There is a lot of uncertainty about what will happen to the US pork export picture now that President Trump has pulled out of TPP and wants to renegotiate NAFTA.

Tuesday 15 August 2017 (3 months 27 days ago)

It’s very difficult to be pessimistic in the US hog market these days even though there are a few small signs that the big profits of this summer are getting ready to show some fade. That of course would be expected anyway as summer prices fall in response to the increasing numbers of animals and their increasing rate of growth which inevitably occurs as temperatures cool and new crop corn becomes available. The big news is the continuation of increased export and domestic demand.
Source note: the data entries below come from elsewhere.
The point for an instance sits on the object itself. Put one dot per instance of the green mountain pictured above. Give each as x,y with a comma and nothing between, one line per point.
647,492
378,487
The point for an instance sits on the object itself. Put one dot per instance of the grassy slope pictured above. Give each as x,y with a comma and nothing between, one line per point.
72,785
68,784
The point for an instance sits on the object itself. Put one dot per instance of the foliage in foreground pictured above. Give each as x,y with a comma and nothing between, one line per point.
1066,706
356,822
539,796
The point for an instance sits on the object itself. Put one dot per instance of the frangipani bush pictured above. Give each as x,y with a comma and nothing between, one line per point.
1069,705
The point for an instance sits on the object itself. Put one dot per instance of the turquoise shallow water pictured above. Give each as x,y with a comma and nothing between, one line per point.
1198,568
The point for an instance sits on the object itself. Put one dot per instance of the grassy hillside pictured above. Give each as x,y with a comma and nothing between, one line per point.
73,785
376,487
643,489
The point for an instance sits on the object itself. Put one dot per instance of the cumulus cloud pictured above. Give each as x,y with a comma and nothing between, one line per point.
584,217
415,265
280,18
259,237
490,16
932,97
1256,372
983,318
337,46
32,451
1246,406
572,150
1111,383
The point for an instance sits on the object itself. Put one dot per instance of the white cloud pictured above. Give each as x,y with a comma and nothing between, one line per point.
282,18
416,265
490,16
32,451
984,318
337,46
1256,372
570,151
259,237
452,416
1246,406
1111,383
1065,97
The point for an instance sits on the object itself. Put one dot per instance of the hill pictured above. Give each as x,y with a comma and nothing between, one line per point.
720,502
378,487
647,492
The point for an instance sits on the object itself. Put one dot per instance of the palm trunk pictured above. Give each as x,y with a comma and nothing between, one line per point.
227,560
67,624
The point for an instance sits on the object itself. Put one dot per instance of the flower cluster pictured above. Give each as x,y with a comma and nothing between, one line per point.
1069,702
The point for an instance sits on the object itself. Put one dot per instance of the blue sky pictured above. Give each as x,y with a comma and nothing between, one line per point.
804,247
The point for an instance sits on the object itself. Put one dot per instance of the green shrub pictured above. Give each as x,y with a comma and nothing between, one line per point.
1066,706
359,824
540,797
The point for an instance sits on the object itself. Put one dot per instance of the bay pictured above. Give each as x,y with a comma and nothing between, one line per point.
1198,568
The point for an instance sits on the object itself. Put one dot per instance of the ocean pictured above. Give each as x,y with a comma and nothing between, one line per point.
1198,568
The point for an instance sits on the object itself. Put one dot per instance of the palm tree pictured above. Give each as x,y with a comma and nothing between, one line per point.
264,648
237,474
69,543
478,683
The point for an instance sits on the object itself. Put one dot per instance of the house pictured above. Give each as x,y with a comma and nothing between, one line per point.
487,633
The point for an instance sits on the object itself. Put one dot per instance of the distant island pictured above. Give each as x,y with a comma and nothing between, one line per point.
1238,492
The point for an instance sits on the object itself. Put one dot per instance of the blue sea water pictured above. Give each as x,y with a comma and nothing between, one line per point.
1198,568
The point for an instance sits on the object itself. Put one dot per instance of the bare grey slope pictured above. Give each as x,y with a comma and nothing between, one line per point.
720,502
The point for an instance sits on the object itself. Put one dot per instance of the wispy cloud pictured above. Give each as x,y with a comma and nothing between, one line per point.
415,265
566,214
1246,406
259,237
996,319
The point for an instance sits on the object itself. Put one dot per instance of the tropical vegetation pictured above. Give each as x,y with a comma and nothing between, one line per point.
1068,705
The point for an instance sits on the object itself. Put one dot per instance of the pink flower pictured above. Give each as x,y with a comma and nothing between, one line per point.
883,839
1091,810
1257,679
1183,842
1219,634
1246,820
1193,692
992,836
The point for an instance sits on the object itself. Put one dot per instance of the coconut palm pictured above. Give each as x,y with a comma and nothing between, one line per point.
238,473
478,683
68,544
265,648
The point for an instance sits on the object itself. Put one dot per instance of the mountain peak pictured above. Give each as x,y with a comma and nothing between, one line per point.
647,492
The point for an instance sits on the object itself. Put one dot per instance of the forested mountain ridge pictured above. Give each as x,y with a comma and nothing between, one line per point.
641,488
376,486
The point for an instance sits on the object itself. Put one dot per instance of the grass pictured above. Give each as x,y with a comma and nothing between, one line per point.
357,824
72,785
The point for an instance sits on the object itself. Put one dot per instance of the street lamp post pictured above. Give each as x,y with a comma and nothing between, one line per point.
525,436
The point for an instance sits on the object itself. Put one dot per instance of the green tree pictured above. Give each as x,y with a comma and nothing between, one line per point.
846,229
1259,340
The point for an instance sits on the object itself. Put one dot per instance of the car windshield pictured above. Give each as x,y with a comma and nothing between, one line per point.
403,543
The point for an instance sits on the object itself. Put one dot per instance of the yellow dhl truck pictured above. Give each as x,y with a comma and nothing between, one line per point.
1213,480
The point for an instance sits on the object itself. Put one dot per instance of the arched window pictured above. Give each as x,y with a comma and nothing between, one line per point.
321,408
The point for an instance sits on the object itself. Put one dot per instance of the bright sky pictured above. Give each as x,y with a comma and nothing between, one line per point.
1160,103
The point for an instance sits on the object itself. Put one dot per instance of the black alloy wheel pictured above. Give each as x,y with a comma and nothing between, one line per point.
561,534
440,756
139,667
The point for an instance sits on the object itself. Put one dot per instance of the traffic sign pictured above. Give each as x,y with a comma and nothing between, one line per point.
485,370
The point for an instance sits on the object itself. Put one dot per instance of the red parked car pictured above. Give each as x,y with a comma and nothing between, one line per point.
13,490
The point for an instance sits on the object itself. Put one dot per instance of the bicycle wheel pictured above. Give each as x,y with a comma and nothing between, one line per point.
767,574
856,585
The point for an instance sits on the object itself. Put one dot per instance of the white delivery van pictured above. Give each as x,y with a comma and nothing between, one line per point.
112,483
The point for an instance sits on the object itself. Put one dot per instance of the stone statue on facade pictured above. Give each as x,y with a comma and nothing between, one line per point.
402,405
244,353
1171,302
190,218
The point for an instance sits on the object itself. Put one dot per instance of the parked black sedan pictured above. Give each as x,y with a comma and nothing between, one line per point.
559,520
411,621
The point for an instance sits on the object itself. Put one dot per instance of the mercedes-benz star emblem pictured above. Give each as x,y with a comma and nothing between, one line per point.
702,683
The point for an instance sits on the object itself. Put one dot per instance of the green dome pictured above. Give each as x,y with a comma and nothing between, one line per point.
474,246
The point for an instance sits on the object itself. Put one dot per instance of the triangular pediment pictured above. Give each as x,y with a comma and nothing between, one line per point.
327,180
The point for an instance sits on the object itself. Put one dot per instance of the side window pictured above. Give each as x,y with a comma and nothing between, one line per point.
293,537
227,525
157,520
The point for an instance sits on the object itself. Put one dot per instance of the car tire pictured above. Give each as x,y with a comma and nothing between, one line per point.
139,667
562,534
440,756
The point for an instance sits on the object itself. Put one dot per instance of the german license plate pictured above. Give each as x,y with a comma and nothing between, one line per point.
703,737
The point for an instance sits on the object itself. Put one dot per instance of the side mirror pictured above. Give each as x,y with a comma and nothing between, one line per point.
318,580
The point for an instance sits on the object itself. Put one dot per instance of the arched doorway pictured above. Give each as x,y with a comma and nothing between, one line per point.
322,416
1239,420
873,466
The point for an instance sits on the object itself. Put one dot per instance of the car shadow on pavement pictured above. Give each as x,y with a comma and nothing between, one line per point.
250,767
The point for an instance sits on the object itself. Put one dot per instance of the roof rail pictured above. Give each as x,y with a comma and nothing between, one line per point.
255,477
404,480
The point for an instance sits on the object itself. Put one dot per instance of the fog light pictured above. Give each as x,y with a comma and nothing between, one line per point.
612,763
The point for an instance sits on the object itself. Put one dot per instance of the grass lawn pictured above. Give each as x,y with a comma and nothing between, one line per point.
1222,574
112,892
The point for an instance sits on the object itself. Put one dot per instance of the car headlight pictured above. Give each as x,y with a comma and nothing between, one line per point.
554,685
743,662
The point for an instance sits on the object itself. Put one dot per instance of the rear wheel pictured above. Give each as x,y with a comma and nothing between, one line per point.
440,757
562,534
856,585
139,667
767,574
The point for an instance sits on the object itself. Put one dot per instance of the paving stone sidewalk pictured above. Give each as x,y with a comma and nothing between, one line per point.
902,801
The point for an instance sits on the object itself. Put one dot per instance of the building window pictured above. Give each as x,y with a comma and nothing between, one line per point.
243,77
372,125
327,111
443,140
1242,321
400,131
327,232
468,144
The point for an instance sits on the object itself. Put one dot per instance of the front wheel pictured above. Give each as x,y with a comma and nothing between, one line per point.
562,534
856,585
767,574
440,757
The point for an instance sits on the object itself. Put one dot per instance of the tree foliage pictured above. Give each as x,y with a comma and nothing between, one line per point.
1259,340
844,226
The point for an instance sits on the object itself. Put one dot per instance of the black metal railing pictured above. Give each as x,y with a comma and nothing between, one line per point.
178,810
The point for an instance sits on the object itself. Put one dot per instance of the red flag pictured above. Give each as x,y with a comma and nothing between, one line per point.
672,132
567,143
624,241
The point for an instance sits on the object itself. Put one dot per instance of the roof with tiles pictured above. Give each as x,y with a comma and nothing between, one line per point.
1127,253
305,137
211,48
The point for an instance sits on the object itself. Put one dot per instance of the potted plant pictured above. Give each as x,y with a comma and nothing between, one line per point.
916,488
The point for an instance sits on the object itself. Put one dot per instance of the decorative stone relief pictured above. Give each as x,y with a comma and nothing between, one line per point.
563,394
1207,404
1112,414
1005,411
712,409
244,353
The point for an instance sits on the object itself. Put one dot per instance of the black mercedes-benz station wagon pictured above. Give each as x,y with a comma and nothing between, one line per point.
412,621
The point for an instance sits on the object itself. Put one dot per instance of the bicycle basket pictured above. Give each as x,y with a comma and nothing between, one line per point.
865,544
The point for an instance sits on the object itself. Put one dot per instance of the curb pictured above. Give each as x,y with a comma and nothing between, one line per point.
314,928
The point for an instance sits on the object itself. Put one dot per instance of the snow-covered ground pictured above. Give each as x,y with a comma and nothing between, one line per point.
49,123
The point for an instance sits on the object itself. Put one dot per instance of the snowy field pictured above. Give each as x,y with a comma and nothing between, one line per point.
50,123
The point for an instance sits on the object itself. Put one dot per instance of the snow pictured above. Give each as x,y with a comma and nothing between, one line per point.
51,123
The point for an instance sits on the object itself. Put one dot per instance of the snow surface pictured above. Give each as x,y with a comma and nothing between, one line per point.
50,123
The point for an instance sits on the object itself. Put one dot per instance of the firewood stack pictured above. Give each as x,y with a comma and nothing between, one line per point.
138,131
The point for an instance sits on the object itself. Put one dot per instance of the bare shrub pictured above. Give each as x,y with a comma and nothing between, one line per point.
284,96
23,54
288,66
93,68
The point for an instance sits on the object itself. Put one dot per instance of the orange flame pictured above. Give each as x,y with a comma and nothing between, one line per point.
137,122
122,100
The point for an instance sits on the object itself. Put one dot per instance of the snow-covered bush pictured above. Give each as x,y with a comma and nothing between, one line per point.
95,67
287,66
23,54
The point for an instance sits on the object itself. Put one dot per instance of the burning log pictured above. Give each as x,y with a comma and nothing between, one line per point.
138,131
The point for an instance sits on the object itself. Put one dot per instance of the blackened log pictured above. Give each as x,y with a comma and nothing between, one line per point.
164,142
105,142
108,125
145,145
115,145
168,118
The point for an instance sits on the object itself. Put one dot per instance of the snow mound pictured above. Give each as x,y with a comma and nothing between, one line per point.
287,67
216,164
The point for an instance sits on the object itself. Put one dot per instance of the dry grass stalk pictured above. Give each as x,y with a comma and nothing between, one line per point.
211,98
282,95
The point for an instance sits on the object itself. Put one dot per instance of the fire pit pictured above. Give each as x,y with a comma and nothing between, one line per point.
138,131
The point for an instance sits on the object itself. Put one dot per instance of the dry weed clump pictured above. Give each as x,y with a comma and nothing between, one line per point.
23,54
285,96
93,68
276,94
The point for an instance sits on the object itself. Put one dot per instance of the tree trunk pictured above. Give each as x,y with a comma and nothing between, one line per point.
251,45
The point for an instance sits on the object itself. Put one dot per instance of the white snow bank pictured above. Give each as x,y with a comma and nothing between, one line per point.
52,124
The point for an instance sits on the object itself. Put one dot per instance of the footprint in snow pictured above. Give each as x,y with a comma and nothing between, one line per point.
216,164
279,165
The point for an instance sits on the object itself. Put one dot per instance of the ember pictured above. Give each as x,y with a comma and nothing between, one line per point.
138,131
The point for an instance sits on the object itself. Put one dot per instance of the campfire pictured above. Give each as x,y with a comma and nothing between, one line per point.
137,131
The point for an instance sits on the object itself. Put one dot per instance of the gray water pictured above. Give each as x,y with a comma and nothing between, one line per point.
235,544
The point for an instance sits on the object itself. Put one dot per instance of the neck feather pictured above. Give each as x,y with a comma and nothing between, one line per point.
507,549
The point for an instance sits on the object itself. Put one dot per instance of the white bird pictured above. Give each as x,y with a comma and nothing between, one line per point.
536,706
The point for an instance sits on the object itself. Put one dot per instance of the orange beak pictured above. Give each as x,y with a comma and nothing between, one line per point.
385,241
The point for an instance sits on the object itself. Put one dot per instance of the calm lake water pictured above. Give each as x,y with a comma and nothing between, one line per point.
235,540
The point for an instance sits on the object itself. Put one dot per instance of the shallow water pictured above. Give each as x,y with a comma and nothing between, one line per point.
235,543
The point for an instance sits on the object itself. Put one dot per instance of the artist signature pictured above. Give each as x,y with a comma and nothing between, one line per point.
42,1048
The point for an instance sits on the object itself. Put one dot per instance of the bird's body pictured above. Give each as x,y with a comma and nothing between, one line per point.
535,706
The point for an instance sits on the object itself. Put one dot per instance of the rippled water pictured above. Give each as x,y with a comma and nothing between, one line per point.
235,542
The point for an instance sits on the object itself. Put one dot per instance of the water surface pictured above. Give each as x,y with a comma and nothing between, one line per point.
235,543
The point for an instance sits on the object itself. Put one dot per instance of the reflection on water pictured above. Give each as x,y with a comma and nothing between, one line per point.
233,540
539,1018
Much of the increased domestic demand for pork can be attributed to the move by McDonalds to serve breakfast all day beginning in the fall of 2015 instead of stopping mid-morning. Fast food breakfast is the largest use of US pork in the restaurant sector (typically bacon, sausage and a loin slice commonly referred to as Canadian bacon). All major competitors to McDonalds quickly followed suit.

The primal belly, roughly 16% of the carcass by weight, has been the second highest priced primal, but since 2015 it has become not only the highest priced but is a much greater percent of the total carcass than ribs (4%-5%), the previous high price king. Increased demand for bellies in the winter of 2016 resulted in the inability to fill cold storage (the typical practice when belly demand is very low in winter months) and gave rise to rumors that there would be a bacon shortage in the spring of 2017. Supplies were adequate but prices skyrocketed during the rumored shortage.

In other good news, ample slaughter capacity is expected by the time we get to the real pinch in November and December but falling lean hog futures prices (October through February 2018) and now some trouble in the corn market is promising to potentially trim profits a little more than hoped.

Very recently the USDA reduced by a few bushels, the expected corn yield per acre. This forecast could be adjusted down even farther in late summer/early fall as a creeping drought centered in South Dakota (upper Midwest US) has some tentacles that reach into western Minnesota and west-central and south-central Iowa. Now, in the big corn production areas, only Minnesota has over 80% of the crop judged to be in good to excellent condition but expected yields this year are still not predicted to match last year by a significant shortfall. The rest of the corn belt is ranging in the 50-65% good to excellent rating. Despite all of this, the harvest now is expected to be the third largest on record. We must acknowledge that feed costs, after a long period of stability at relatively low levels, could be inching up but still making manageable moves upward over the coming year.

Exports have been (for both the EU and the US) the brightest part of the economic future. There is a lot of uncertainty about what will happen to the US pork export picture now that President Trump has pulled out of TPP and wants to renegotiate NAFTA. There is not a lot of visible activity on the bilateral deal making front between the US and individual countries, the process which the president favors.

One thing which has begun is a scramble for new deals among other countries and the dropping of several previous tariff and trade barriers to make those deals happen. The recent agreement between the EU and Japan primarily effecting processed pork will give an advantage to EU producers should it be finalized. The people in the trading countries wind up being better off as prices typically fall. So much of trade though is about posturing so until there is finalization, there is still the opportunity for new proposals and amended agreements from those first announced.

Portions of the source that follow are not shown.